Subtle behavior change in __eq

Warning: you need to understand metatables and, possibly, IEEE754 arithmetics to understand this post. If you don’t, just skip it :wink:

Background

In Lua 5.1, the semantics of the equality checks (== and ~=) are such that when an object that’s being compared has an __eq metamethod, the metamethod is only called when the object isn’t compared with itself. In other words, a == b works approximately as rawequal(a, b) or getmetatable(a).__eq(a, b). This means that __eq isn’t called when you compare an object with itself.

This has been true of Roblox Lua implementation as well, but accidentally was changed in Luau when it was released in 2019 for a particular case of builtin userdata comparison - for Vector3, CoordinateFrame and other objects like that v == v was in fact calling the built-in __eq metamethod.

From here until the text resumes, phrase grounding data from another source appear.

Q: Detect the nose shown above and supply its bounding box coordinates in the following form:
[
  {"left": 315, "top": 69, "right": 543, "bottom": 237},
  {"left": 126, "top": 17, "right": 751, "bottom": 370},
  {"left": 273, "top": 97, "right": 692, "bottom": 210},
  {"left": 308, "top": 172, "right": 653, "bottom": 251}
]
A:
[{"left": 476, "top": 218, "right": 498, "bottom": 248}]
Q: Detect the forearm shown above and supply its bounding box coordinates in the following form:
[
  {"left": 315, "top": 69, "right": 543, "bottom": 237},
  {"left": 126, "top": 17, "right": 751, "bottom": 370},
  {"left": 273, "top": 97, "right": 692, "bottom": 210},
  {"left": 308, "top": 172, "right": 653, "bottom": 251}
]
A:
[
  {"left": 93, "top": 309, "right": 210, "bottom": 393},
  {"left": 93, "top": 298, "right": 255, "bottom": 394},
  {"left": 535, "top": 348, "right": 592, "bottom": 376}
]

This is significant as since 2019, games started using this to compare Vector3 objects to itself to check for NaN values (v ~= v is true if any component of the vector is NaN). You may think this is a hack, but it actually makes sense - the following code always was a correct way to check if any component of a Vector3 is a NaN:

a.X ~= a.X or a.Y ~= a.Y or a.Z ~= a.Z

If you’re confused by this, it’s alright - NaN semantics can be confusing! But very smart people in 1985 decided that this is a good idea, and pretty much all computers and programming languages today implement this semantics for floating-point computation.

This brings us to:

What changed?

As of today, we’re making this behavior official and consistent. Instead of only calling __eq for self comparisons in rare cases, we’re now always calling __eq even if the object is compared with itself.

Why is it a good idea?

This change removes the difference in semantics between builtin types and custom table-based types. This means that if you were to implement a Vector5 type by using a table with a metatable, you’re going to get the same behavior wrt equality comparison as Vector3. This makes builtin types less special, which is great.

It also keeps the existing games working. We initially wanted to revert the behavior back to be in line with Lua 5.1, but existing games had code that wasn’t compatible with this change. And the existing situation was very inconsistent, so we had to change it one way or the other - this way should be less disruptive than alternatives while still resulting in a consistent comparison behavior.

It also just makes sense. For example, Lua 5.1 won’t call __eq when you ask it v == v, but will call __le when you ask if v <= v. It makes more sense to treat all types and operators uniformly without magical behavior.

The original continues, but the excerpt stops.